L’attesa, da quel momento, era stata lunga, ma alla fine la ricompensa non era mancata, nel suo esser ammesso allo sperato cospetto di lord Bugeor.

« Non mi era giunta alcuna voce nel merito che Midda Bontor avesse accolto uno scudiero al proprio fianco… » aveva esordito il signore, non concedendo verso l’ospite apparentemente alcuna attenzione, per quanto indubbiamente il suo sguardo dovesse aver già ampiamente preso in esame la fisionomia di quel giovane sconosciuto « … ed anche ella stessa, ieri, non mi ha offerto alcuna informazione a tal riguardo, quando l’ho accolta in questa stessa stanza. »
« Mi risulta, al contrario, che la mia signora abbia fatto il mio nome al tuo cospetto, lord Bugeor. » rispose Seem, cercando di apparire fermo nella voce e nel considerare il proprio interlocutore quale un semplice uomo e nulla di più « E che la stanza non fosse questa. » aggiunse, nel non riconoscere alcuno dei mobili lì presenti quali descritti dalla mercenaria in riferimento all’ambiente in cui era stata accolta.
« Ha forse ella previsto quanto effettivamente ho poi detto? » domandò l’uomo, offrendo un sorriso divertito innanzi a quelle risposte.
« La mia signora ha ipotizzato almeno dieci diversi scenari attraverso i quali avresti potuto voler cercare riprova nel merito della mia identità. » annuì lo scudiero, trovando forza psicologica nella reazione del proprio interlocutore e nella certezza delle informazioni fornitegli insieme a quell’incarico « Le tue affermazioni ricadevano, in particolare, nella prima e nella quarta formulazione. »
« Affascinante… » commentò lord Bugeor, non potendo negare un sincero apprezzamento nei confronti di quella donna, al contempo cruccio e delizia per lui.

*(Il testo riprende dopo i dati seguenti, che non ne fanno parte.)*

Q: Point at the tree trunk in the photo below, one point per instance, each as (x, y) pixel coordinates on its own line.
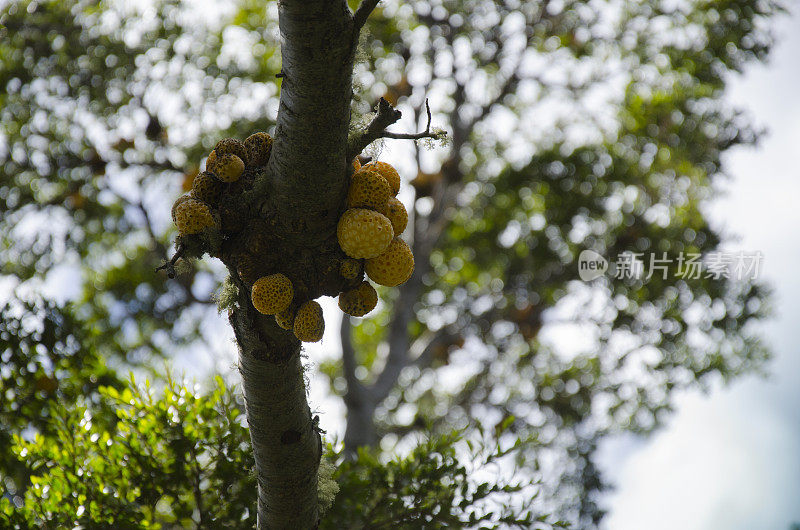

Il dialogo, fra i due, non era proseguito a lungo una volta accertata la reale identità del giovane, dove troppo impegnato in numerose questioni il mecenate non avrebbe potuto fornire a quel corriere più attenzione di quanto già non gliene avesse già riconosciuta. Dal canto suo, Seem non avrebbe avuto ragioni per permanere all’interno di quell’edificio un solo istante in più dopo il termine del proprio incarico e, per questo, fu più che lieto di poterne fuoriuscire, non senza essere costretto a ripercorrere in discesa la lunga sequenza di controlli che già avevano intervallato la sua risalita lungo quella torre.

Terminato con successo il proprio incarico, ed orgoglioso per questo e per il tributo che con il proprio successo aveva saputo rendere non solo alla propria signora ma anche al ricordo del proprio defunto maestro, nell’applicazione corretta dei suoi insegnamenti, nell’impiego delle sue tecniche, lo scudiero poté giungere per tempo alla meta prefissata per quella serata, non avendo alcun desiderio di ritardare e, in questo, rischiare di perdere il pur minimo sviluppo attorno alla questione. Dove, infatti, Midda Bontor aveva dichiarato la sua intenzione di giungere alla risoluzione di quell’inchiesta entro il termine di quella giornata, entro la mezzanotte, pura ed irrefrenabile impazienza non avrebbero potuto evitare di agitare la sua mente, il suo cuore, il suo animo ed anche il suo corpo in quel momento, nella frenesia di poter, tanto inaspettatamente nell’effettiva rapidità concessa dalla donna guerriero nella scoperta sull’identità del colpevole, chiunque egli o ella si sarebbe potuto rivelare essere.